Porter Lecture - "Breakthroughs in Imaging Using Photoactivatable Fluorescent Proteins"
Jennifer Lippincott-Schwartz, National Institutes of Health

Introduced by Gary Borisy

Press Release

Lecture Abstract:
Photoactivatable fluorescent proteins (PA-FPs) are molecules that switch to a new fluorescent state in response to activation to generate a high level of contrast. Several types of PA-FPs have been developed, including PA-FPs that fluoresce green or red, or convert from green to red in response to activating light. The optical ‘‘highlighting’’ capability of PA-FPs has led to the rise of novel imaging techniques providing important new biological insights. These range from in cellulo pulse-chase labeling for tracking subpopulations of cells, organelles or proteins under physiological settings, to super-resolution imaging of single molecules for determining intracellular protein distributions at nanometer precision. The use of PA-FPs in super-resolution imaging of single molecules is a rapidly emerging field of microscopy that improves the spatial resolution of light microscopy by over an order of magnitude (10-20 nm resolution). It is based on the controlled activation and sampling of sparse subsets of photoconvertible fluorescent molecules whose illumination centroids are fitted and then summed into a final super resolution image, revealing the complex distribution of dense populations of molecules within subcellular structures with nanometer precision. The full potential of PA-FPs in conventional, diffraction-limited and super-resolution imaging is only beginning to be realized. Here, I discuss the diverse array of PA-FPs available to researchers and the new imaging techniques they make possible for unraveling long-standing biological questions.

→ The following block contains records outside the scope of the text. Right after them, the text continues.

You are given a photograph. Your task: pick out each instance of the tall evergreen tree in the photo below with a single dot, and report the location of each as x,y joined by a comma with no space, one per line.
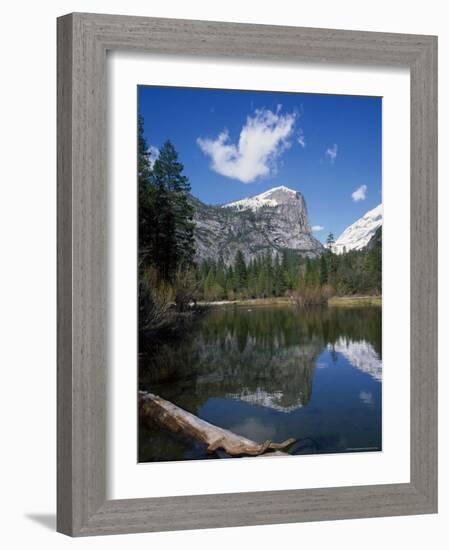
240,270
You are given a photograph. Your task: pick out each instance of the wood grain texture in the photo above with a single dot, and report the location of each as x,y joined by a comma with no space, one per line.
83,40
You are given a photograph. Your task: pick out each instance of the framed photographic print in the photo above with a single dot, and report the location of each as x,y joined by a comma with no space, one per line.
247,285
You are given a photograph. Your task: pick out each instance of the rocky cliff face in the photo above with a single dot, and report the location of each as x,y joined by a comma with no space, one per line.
360,233
272,221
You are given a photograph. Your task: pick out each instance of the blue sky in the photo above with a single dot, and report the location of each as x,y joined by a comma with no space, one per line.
236,143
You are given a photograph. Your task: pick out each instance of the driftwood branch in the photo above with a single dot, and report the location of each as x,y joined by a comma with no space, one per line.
171,417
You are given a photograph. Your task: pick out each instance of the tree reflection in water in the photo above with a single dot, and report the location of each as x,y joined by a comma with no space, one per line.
272,373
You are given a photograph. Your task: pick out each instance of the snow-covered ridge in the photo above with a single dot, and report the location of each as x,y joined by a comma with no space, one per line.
358,235
361,355
273,197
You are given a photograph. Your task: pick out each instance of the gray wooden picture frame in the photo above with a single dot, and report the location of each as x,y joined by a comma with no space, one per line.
83,40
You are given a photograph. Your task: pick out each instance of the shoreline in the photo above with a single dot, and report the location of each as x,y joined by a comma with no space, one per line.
336,301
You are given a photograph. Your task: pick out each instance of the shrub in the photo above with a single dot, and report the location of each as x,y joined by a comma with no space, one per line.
155,299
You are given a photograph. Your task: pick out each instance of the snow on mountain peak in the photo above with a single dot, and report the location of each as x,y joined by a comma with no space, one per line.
358,235
273,197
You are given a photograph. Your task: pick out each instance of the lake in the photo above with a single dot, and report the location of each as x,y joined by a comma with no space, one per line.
272,372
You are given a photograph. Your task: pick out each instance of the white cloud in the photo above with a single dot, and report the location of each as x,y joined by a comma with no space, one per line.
331,153
263,138
360,193
153,155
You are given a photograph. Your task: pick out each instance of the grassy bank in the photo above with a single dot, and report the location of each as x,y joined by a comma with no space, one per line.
341,301
350,301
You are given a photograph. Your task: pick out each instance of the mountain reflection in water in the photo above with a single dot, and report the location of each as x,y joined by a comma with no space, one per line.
272,373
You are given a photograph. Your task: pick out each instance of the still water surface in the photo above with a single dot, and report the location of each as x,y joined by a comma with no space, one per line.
272,373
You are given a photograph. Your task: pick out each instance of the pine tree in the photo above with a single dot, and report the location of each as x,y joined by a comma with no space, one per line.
323,270
240,271
175,212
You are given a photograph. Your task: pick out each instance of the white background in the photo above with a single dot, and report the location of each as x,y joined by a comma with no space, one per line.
27,289
131,480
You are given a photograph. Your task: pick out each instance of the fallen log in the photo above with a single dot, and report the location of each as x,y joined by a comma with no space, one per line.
171,417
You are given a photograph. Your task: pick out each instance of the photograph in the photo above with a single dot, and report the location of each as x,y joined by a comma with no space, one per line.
259,273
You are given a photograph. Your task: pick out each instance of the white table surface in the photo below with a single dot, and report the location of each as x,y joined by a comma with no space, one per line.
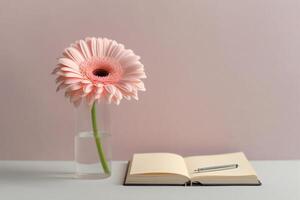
53,180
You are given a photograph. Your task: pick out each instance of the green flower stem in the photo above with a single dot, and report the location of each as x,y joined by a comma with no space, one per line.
98,141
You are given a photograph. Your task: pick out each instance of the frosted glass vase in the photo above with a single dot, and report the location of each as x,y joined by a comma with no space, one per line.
92,142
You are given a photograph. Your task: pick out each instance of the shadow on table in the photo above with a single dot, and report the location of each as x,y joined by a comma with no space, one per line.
21,174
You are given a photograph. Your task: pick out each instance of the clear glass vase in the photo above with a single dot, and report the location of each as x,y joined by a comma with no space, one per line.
92,143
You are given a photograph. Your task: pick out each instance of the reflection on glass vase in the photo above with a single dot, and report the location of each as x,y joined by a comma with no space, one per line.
92,143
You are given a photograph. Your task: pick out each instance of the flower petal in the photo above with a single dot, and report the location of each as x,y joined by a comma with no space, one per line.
72,80
84,49
71,75
69,63
74,54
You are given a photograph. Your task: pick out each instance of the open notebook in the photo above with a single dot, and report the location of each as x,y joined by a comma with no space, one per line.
173,169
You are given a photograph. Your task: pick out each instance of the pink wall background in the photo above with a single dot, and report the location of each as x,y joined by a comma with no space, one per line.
222,76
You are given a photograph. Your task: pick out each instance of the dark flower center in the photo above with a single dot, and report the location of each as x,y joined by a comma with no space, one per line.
101,72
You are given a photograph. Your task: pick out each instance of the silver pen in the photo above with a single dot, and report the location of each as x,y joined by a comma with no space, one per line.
216,168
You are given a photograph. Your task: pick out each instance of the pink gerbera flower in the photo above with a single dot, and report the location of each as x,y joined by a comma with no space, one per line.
99,69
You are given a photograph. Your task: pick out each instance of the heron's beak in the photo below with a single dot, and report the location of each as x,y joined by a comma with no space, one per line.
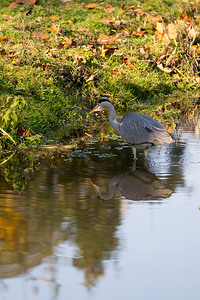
96,108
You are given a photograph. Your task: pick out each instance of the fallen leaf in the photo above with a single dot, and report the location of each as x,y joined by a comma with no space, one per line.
60,46
156,19
195,48
197,79
138,32
185,17
125,32
55,17
128,63
91,6
28,12
92,77
164,69
68,41
172,31
142,51
13,4
114,72
55,28
105,39
106,21
108,8
3,38
45,36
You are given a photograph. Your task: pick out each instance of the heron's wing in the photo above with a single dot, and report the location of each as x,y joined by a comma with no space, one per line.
139,129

Dr. Lippincott-Schwartz’s laboratory uses live-cell imaging approaches, particularly novel GFP technologies, to analyze the spatio-temporal behavior and binding interactions of molecules in cells. Her research to modify and create new uses for GFP has led to a revolutionary new technique in light microscopy and allows the tracking of single molecules inside cells as never before. Dr. Lippincott-Schwartz received a B.A. from Swarthmore College, an M.S. from Stanford University, and a Ph.D. from The Johns Hopkins University. She is a tenured investigator and Chief of the Section on Organelle Biology at the National Institutes of Health’s Cell Biology and Metabolism Branch and has been a faculty member in the MBL Physiology course since 2007. Dr. Lippincott-Schwartz was named a Fellow of American Association for the Advancement of Science and elected to the National Academy of Sciences, both in 2008, was elected to the Institute of Medicine of the National Academies in 2009, and has received several NIH awards.

Dr. Gary Borisy will introduce Dr. Lippincott-Schwartz. Dr. Borisy became the MBL’s 13th Director and 3rd CEO in 2006. Previously he was Associate Vice President for Research and the Leslie B. Arey Professor of Cell and Molecular Biology at Northwestern University’s Feinberg School of Medicine. He received his B.S. and Ph.D. from the University of Chicago. Dr. Borisy is the author of more than 200 papers, the editor of two books, and has received numerous professional honors. In 2009 he was elected into the National Academy of Sciences. Dr. Borisy has served as president of the American Society for Cell Biology and is an elected member of the American Academy of Arts & Sciences. He is also a member of the Scientific Advisory Board of the biotech company CombinatoRx.


About the Porter Lecture:
The annual Porter Lecture is held in honor of Dr. Keith Roberts Porter, a former Director of the MBL considered by many to be the "Father" of the field of cell biology. It is sponsored by the Keith R. Porter Endowment whose goal is to support communication and education in cell biology.